Minister of Communications
- In office 18 October 1957 – 16 December 1957
- Prime Minister: Huseyn Shaheed Suhrawardy

Personal details
- Born: Austagram, Mymensingh district, Bengal Presidency
- Relatives: Syed Muazzemuddin Hossain (cousin) Fazle Hasan Abed (grandnephew)
- Occupation: Politician
- Awards: Khan Bahadur, CIE

= Syed Misbahuddin Hussain =

East Pakistani Politician

Syed Misbahuddin Hussain was a Pakistani politician who was a member of the 2nd National Assembly of Pakistan as a representative of East Pakistan. He served as the Federal Minister of Communications from 18 October 1957 to 16 December 1957 during Suhrawardy government.

==Early life and family==
Hossain was born into a Bengali zamindar family of Muslim Syeds in the village of Austagram in Jawanshahi pargana, Mymensingh district, Bengal Presidency (now in Kishoreganj District, Bangladesh).
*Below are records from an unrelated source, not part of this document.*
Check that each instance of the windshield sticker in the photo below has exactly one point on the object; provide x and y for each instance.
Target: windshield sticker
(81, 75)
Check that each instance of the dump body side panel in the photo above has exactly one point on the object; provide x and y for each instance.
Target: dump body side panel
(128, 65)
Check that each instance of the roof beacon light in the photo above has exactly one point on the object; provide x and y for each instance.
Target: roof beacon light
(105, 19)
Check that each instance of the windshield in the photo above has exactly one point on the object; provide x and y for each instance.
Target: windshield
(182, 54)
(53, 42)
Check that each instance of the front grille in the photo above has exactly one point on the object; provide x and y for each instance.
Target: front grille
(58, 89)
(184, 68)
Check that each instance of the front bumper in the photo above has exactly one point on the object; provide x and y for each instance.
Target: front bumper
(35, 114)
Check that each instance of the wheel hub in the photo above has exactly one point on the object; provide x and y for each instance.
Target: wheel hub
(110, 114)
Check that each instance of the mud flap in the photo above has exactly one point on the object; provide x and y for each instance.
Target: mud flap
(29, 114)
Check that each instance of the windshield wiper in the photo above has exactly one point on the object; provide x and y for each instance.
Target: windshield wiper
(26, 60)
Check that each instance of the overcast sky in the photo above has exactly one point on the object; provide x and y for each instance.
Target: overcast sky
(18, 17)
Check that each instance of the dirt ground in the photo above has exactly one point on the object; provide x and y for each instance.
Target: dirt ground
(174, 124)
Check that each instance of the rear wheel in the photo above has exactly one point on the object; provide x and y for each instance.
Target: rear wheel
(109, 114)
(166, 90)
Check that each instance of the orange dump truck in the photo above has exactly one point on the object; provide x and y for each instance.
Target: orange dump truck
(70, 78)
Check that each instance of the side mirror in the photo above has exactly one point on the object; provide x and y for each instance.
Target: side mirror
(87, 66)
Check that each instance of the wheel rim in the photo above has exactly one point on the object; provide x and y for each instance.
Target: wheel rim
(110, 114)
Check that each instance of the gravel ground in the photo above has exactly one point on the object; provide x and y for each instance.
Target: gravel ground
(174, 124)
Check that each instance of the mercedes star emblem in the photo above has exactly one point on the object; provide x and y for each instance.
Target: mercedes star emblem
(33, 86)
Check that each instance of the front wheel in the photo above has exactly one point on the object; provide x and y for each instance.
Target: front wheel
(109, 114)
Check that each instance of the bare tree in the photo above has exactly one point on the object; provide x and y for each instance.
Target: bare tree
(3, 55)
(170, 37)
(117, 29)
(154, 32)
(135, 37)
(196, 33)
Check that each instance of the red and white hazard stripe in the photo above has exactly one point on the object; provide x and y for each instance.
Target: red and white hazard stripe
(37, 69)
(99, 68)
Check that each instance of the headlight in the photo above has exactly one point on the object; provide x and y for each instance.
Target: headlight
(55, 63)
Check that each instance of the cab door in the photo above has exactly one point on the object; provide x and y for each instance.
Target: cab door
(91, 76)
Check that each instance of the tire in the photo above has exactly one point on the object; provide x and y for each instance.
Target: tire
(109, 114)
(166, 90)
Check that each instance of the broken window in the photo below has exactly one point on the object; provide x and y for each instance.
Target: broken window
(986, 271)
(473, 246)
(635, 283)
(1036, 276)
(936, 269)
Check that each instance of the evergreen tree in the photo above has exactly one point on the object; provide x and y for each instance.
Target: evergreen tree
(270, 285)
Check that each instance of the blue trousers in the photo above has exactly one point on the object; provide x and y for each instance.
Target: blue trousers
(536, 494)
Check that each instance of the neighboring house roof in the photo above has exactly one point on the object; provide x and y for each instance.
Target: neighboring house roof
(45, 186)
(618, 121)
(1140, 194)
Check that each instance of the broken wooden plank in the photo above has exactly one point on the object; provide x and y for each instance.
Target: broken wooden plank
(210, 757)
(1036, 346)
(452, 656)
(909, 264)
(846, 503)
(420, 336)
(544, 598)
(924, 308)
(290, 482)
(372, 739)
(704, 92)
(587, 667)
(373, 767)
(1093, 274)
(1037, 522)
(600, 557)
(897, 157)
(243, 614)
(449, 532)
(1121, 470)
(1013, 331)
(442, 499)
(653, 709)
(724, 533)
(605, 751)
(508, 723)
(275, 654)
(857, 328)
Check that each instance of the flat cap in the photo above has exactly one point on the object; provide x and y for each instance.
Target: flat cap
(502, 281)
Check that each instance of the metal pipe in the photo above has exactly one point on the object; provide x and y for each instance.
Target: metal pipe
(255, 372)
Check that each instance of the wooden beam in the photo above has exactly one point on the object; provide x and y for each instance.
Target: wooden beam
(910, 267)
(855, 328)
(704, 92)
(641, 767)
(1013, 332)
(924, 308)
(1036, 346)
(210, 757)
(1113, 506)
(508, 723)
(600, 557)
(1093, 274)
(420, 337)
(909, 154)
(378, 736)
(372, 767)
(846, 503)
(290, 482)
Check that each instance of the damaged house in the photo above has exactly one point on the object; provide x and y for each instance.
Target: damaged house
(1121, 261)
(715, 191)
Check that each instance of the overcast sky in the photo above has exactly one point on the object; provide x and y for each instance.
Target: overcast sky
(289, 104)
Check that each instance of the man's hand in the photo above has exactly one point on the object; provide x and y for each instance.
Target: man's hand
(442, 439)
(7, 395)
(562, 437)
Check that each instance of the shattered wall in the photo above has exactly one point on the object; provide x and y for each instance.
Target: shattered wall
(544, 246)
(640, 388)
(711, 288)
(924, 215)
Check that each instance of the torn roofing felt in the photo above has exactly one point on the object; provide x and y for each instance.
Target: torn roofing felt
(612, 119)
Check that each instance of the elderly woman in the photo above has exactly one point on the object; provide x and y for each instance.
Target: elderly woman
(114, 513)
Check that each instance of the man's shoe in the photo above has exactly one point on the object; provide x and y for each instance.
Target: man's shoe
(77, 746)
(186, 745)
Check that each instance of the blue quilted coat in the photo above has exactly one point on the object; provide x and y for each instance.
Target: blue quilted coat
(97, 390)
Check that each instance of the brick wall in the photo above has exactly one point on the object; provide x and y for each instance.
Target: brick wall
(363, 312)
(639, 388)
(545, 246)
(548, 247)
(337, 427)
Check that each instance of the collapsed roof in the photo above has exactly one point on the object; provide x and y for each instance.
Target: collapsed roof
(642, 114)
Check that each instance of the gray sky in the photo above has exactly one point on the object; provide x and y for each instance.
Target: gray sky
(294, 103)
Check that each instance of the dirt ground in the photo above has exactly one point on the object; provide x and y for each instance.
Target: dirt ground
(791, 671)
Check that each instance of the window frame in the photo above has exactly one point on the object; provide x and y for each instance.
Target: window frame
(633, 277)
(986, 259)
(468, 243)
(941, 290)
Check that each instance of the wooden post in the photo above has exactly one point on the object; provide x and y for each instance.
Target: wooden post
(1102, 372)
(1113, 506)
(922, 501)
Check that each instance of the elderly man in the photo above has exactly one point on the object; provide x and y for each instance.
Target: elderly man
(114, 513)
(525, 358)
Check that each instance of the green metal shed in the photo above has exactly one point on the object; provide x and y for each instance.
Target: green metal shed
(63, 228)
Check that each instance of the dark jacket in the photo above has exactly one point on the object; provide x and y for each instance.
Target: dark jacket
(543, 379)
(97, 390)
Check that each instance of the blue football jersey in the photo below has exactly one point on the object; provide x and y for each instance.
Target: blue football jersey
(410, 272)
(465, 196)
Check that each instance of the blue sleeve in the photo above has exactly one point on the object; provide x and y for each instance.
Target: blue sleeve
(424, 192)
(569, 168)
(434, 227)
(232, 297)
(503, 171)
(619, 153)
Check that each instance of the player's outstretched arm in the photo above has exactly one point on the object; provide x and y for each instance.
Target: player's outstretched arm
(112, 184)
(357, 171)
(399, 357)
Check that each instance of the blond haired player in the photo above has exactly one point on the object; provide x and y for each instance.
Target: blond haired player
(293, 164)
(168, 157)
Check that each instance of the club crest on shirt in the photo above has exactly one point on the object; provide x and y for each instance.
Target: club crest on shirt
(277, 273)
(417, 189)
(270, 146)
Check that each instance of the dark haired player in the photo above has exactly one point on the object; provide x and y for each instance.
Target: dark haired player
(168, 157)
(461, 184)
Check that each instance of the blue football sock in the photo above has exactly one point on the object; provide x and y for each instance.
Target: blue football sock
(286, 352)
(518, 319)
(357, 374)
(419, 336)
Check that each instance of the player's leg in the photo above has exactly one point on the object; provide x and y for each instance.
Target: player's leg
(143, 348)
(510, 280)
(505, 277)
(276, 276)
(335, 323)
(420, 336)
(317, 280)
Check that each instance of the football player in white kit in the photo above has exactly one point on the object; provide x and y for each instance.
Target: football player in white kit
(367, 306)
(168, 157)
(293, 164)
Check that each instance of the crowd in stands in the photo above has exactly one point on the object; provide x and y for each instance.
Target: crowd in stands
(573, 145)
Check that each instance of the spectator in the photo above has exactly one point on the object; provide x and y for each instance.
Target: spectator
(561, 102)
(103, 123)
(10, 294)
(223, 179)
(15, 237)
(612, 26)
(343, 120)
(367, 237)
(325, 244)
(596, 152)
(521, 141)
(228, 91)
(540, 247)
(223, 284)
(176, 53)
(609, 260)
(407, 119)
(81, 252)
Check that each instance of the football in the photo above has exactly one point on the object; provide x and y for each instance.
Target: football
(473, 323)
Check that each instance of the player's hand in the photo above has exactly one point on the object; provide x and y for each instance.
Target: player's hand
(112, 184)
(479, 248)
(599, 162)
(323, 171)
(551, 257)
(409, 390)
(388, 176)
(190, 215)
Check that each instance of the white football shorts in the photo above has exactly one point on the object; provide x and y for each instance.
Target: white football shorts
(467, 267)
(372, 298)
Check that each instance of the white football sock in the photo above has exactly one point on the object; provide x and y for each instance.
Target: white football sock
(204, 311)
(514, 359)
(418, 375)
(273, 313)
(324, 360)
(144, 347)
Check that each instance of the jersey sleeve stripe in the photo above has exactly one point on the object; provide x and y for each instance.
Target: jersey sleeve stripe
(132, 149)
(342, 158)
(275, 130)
His cousin Syed Muazzemuddin Hossain was the minister of education before independence, and his grandnephew is Sir Fazle Hasan Abed KCMG.

==Career==
Hussain was a Member of the 2nd National Assembly of Pakistan. He spoke in the assembly against the lack of representation of Bengalis in the Armed forces of Pakistan. He believed it was a "short sighted policy" that would bring "ruin" to Pakistan.